1. A trash-can management system comprising:

a digital camera configured to generate a digital image;

a first digital processing module configured to extract a trash-can image from the digital image; and

a second digital processing module configured to classify the trash-can image and configured to generate a trash-can state indication.

2. The system of claim 1, wherein the digital camera is movable and configured to generate a digital image from a configurable location indication and direction.

3. The system of claim 1, wherein first digital processing module is configured to extract the trash-can image using a machine learning algorithm selected from the group consisting of a histogram of oriented gradients detector using Max Margin Object Detection machine learning algorithm and a Mask R-CNN machine learning algorithm.

4. The system of claim 1, wherein first digital processing module is configured to extract the trash-can image using a machine learning algorithm selected from the group consisting of a histogram of oriented gradients detector using max margin object detection machine learning algorithm, a Mask R-CNN machine learning algorithm, a convolutional neural network feature extractor combined with max margin object detection machine learning algorithm, and harr feature-based cascade classifier machine learning algorithm.

5. The system of claim 3, wherein the machine learning algorithm is trained with an extraction training set, wherein the extraction training set includes city streets with trash-cans including specification of the trash-cans boundaries within the training set.

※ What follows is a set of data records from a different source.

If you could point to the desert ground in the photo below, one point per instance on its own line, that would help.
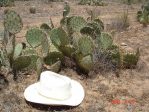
(100, 89)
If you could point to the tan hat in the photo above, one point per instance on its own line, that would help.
(55, 89)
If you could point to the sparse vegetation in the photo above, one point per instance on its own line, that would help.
(143, 15)
(4, 3)
(92, 2)
(111, 65)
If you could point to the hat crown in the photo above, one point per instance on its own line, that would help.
(53, 85)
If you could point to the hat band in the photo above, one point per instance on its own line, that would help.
(55, 93)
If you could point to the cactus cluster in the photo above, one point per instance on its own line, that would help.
(11, 54)
(47, 47)
(4, 3)
(143, 15)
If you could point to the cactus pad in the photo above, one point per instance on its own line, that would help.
(35, 37)
(76, 23)
(86, 63)
(21, 62)
(45, 27)
(130, 59)
(39, 64)
(87, 30)
(12, 22)
(100, 24)
(68, 50)
(6, 3)
(59, 37)
(105, 41)
(85, 45)
(18, 50)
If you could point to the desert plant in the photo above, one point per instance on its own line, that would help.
(11, 54)
(4, 3)
(87, 36)
(32, 10)
(92, 2)
(143, 15)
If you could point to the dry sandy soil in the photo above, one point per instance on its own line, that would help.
(103, 88)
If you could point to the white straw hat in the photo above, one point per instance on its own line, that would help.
(55, 89)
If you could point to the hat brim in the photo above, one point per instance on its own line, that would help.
(77, 95)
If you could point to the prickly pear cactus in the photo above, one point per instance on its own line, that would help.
(100, 24)
(53, 56)
(33, 55)
(35, 37)
(105, 41)
(85, 45)
(87, 30)
(12, 22)
(75, 38)
(59, 37)
(4, 3)
(45, 27)
(130, 59)
(17, 50)
(76, 23)
(66, 9)
(21, 62)
(39, 64)
(86, 63)
(68, 50)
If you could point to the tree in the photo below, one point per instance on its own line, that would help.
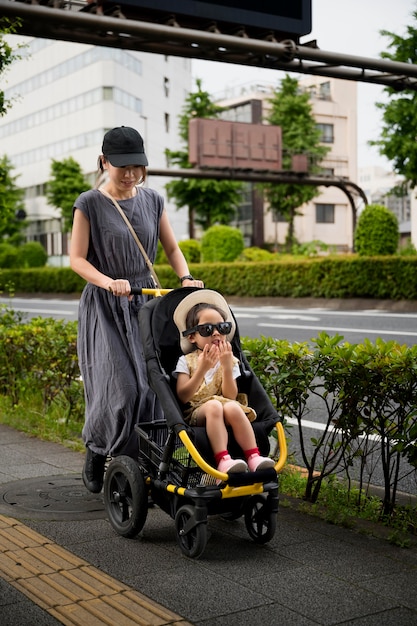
(66, 184)
(291, 110)
(208, 201)
(399, 114)
(12, 211)
(7, 56)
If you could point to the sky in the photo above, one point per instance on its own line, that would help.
(343, 26)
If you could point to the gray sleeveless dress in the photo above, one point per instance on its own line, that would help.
(117, 394)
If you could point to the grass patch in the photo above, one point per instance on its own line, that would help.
(345, 505)
(49, 425)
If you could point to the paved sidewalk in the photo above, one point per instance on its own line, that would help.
(310, 573)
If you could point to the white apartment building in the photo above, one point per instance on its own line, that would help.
(329, 217)
(378, 184)
(66, 96)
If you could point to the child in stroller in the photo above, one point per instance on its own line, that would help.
(206, 380)
(176, 467)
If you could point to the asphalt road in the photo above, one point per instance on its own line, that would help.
(294, 322)
(297, 321)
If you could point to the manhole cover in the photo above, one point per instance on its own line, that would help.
(59, 497)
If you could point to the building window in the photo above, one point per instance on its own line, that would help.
(324, 91)
(166, 86)
(327, 132)
(324, 213)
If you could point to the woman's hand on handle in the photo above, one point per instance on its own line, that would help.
(119, 287)
(192, 282)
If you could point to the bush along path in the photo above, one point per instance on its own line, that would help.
(366, 395)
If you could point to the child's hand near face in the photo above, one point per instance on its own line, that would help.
(226, 354)
(209, 356)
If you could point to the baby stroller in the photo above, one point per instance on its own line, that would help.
(175, 468)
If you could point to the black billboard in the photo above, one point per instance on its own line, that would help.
(287, 19)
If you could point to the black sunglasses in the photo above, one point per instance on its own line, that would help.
(206, 330)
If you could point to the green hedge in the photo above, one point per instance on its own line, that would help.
(366, 394)
(393, 278)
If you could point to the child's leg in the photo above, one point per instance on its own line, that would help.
(210, 414)
(245, 437)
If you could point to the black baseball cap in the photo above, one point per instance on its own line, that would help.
(124, 146)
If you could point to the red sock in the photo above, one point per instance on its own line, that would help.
(249, 453)
(218, 457)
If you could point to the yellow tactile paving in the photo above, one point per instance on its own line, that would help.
(69, 588)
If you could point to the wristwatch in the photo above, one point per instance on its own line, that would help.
(188, 277)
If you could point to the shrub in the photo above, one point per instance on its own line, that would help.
(191, 249)
(32, 254)
(221, 243)
(8, 256)
(377, 232)
(256, 255)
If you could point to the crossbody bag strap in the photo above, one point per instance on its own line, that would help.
(135, 237)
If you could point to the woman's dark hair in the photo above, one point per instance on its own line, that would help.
(100, 169)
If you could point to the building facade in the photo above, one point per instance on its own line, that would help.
(65, 97)
(329, 217)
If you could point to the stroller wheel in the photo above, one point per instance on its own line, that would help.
(260, 521)
(125, 496)
(191, 535)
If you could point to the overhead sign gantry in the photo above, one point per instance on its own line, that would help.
(269, 48)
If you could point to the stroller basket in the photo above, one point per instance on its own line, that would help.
(169, 457)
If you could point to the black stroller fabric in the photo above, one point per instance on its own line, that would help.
(161, 345)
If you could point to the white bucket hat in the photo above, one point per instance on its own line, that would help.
(206, 296)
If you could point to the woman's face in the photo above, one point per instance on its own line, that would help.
(124, 178)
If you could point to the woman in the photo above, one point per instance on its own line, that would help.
(105, 254)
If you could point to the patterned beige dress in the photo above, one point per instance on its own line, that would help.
(211, 391)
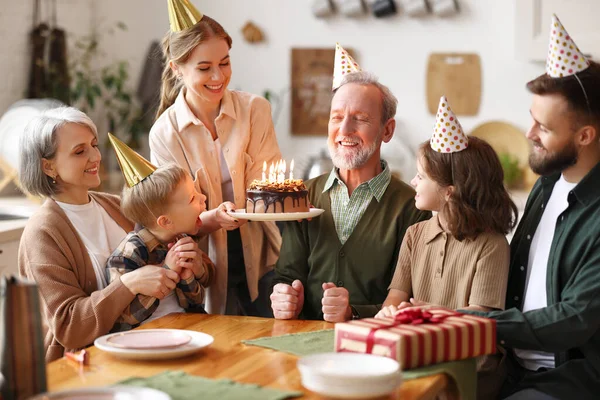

6. The system of claim 1, wherein the second processing module includes a first trained neural net classifier machine algorithm to classify the trash-can image, wherein the first neural net classifier machine algorithm is selected from the group consisting of AlexNet, GoogLeNet, VGG-16, VGG-19, ResNet-18, ResNet-34, ResNet-50, ResNet-101, ResNet-152, Inception v3, and Inception v4.

7. The system of claim 6, wherein the second processing module further includes a second trained neural net machine algorithm, wherein the first trained neural net classifier machine algorithm includes a top prediction layer, wherein when the top prediction layer is disabled the first trained neural net classifier machine algorithm outputs image feature vectors, and wherein the image feature vectors are the input to train the second neural net classifier machine algorithm.

8. The system of claim 7, wherein the first trained neural net classifier is first trained with a first classifier training set, wherein the second trained neural net machine algorithm is trained with a second classifier training set, wherein the first classifier training set is Image Net object recognition challenge dataset, and wherein the second classifier training set is input into the first trained neural net classifier and contains digital images of trash-cans that contain trash and digital images of trash-cans with and without trash, and wherein the image feature vectors generated by the first trained neural net classifier are used to train the second neural net, wherein the second trained neural net machine algorithm generates the trash-can state indication.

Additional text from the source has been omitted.